Je ne vais pas faire de commentaires, mais à un certain stade, ça ne fonctionne pas... Surtout qu'elle ne fait même pas un peu semblant de dormir alors qu'il est minuit, elle n'a même pas pris la peine de s'allonger, elle est assise sur son lit. Même sans une ouïe ultradéveloppée, je devinerai qu'elle était debout quelques secondes plutôt et je ne parle même pas de son pouls qui est significativement élevé.
— Tu as entendu quoi de ma discussion avec maman ?
— Presque tout, mais je ne me contenterais pas d'avoir si peu de détails, je veux tout savoir. Du comment tu as bugué au pourquoi Bill Gates n'a rien pu faire. Je veux bien savoir aussi pourquoi Elijah est venu me voir en fin de matinée pour me demander où est-ce que tu étais.
— Avoue que tu as deviné une partie de mes bêtises, remarqué-je par principe avant de lui expliquer presque tout.
Je ne lui épargne presque aucun détail, je n'en ai pas besoin, et je pense de toute manière qu'elle en sait déjà trop pour que je puisse lui mentir sans qu'elle le voie. J'essaye tout de même de faire assez court pour qu'elle ne reste pas éveillée jusqu'à deux heures du matin. Elle est assez raisonnable pour éviter de me poser des questions supplémentaires, même si elle semble en mourir d'envie, elle me les dira sans aucun doute demain.

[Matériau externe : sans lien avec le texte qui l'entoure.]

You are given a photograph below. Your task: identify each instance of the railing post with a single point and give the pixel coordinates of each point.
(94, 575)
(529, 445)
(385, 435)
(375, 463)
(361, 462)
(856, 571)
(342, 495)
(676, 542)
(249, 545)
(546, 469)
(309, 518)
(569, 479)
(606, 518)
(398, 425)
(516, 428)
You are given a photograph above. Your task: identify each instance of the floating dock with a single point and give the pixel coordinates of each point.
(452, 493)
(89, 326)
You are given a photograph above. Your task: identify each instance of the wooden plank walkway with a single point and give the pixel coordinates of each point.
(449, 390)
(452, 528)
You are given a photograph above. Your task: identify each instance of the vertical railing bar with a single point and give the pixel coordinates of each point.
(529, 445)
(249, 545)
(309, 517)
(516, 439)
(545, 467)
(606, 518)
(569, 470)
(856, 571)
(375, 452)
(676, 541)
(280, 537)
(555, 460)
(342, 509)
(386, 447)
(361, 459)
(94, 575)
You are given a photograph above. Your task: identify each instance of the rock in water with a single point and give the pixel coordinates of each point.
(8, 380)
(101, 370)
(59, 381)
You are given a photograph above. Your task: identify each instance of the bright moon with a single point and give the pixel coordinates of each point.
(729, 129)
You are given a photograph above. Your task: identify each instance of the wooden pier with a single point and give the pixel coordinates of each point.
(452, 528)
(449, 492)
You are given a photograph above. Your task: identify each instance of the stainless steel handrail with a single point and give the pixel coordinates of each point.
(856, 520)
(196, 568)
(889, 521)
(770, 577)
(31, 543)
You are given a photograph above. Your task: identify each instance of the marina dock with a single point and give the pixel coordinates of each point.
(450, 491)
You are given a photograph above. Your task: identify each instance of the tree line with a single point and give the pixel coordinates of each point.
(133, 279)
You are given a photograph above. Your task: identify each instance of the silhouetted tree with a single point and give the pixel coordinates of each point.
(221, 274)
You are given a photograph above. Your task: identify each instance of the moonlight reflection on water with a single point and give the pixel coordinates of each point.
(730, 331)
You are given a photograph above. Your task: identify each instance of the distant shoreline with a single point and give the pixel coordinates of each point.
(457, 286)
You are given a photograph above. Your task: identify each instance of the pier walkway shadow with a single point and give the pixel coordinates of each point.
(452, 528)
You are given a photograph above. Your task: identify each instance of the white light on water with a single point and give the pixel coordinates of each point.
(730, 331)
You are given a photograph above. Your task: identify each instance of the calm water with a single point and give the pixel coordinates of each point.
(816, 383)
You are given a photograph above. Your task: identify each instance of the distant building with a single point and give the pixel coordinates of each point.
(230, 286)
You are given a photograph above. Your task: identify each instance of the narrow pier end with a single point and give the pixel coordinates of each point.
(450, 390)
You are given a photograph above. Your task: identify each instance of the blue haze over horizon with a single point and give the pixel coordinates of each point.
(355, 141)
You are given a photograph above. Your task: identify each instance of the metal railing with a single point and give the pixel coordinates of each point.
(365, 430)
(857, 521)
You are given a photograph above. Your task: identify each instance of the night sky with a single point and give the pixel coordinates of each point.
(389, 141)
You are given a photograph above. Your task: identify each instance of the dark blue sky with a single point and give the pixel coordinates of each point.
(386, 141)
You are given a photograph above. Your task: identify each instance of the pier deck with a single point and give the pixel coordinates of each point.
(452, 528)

Déjà, problème numéro un, je lui donne quoi comme explication, parce que c'était bien marrant de fuir hier, mais maintenant, je fais quoi ? Il en faut, c'est indéniable, mais quoi ?
Problème numéro deux, et pas des moindres, comment je suis censée me comporter après l'avoir embrassé ? Je peux difficilement faire comme si de rien été et je ne suis de toute manière pas sûre qu'il me le permettrait, ce que je peux très bien comprendre.
Et problème numéro trois, comment je veux réagir, comment je veux me comporter, ce que je veux lui dire. Parce que c'est une chose d'avoir des obligations morales, mais c'en est une autre d'être sincère. Et même pour ça, je ne sais pas quoi faire...
Je ne sais même pas comment il va réagir, je suis peut-être partie juste après, mais il peut ne pas avoir correctement interprété les signes ou avoir tout de même de l'espoir, vu comme il est entêté, ce ne serait pas étonnant. Une part de moi espère très franchement qu'il est laissé tomber, mais une autre part de moi ce serait très déçu que ce soit le cas. Même dans mes espérances, je suis contradictoire.
Comme ça aurait pu être prédit, Elijah m'attend de pied ferme devant mon casier et semble bien décidé à m'empêcher de me dérober une seconde fois.
— Salut... hésité-je en sortant quelques affaires du compartiment. Ça te dirait qu'on ne parle pas du tout de ce qu'il s'est passé ? risqué-je me doutant bien que ce serait un échec cuisant.
On dit souvent que les mecs ont tendance à se défiler après avoir embrassé une fille, mais moi, je suis encore pire. Mais vu le soulagement que je lis sur son visage, ça ne lui pose apparemment aucun problème, tant mieux après tout.